Database Reference
In-Depth Information
6
Challenges Ahead
Above we showed that compression provides a powerful approach to both mining
and using patterns in a range of data mining tasks. Here we briefly identify and
discuss a number of open research problems.
6.1
Toward Mining Structured Data
When compared to other data types, compressing itemset data is relatively simple.
The most important reason is that the data is unordered over both rows and columns,
and hence tuples can be considered as sets of items, and the data as a bag of tuples.
For 'spatial' binary data, where the order of rows and columns does matter, many
tasks already become more difficult. A good example is the extension of tiling, called
geometric tiling [ 19 ], which aims at finding a hierarchy of (noisy) tiles that describe
the data well. Finding optimal sub-tiles is more difficult than mining itemsets, as we
now also have to consider every subset of rows. STIJL efficiently finds the MDL-
optimal sub-tile in order to greedily find good tilings [ 63 ].
Another possible structural constraint is time: sequences and streams are both
series of data points, where sequences consist of events while data streams usually
consists of complete tuples, e.g., itemsets. Initial attempts to characterize sequence
data with patterns using compression include [ 64 ] and [ 34 ]. Lam et al. [ 35 ] mine
sequential patterns from streams, whereas the goal of Van Leeuwen and Siebes [ 36 ]
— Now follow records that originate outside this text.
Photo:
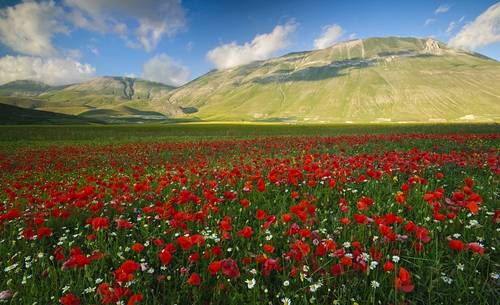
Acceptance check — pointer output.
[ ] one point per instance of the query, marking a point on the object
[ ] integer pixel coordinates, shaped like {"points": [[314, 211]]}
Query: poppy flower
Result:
{"points": [[136, 298], [456, 245], [388, 266], [194, 279], [137, 247], [165, 256], [214, 267], [403, 281], [246, 232]]}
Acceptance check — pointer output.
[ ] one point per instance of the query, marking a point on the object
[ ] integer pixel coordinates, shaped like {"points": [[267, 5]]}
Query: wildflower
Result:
{"points": [[403, 281], [286, 301], [456, 245], [5, 295], [250, 283], [69, 299], [194, 279]]}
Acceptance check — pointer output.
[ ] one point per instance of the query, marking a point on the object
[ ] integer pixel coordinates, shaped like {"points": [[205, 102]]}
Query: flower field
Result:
{"points": [[372, 219]]}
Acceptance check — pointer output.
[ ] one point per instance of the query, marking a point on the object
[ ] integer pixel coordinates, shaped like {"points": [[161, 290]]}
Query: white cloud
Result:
{"points": [[453, 25], [28, 27], [429, 21], [442, 9], [163, 69], [52, 71], [263, 46], [330, 35], [94, 50], [484, 30], [155, 18]]}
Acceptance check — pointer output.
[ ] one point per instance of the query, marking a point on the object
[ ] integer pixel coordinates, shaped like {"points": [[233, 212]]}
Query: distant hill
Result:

is to detect changes in data streams. All these are limited though. For example, none
are suited for the high velocity of big data streams, as well as suboptimal for data
consisting of shifting mixtures of distributions. Other open issues include allowing
overlap between patterns, as well as allowing multiple events per time-stamp.
Adding even more structure, we have trees, graphs, as well as multi-relational
data. In this area even fewer results have been published, though arguably these data
types are most abundant. For graphs, SLASHBURN [ 26 ] uses compression to separate
communities and hubs. For multi-relational data, two variants of KRIMP have been
proposed [ 32 , 33 ], yet their modeling power is limited by their restrictive pattern
languages—nor are direct candidate mining strategies available.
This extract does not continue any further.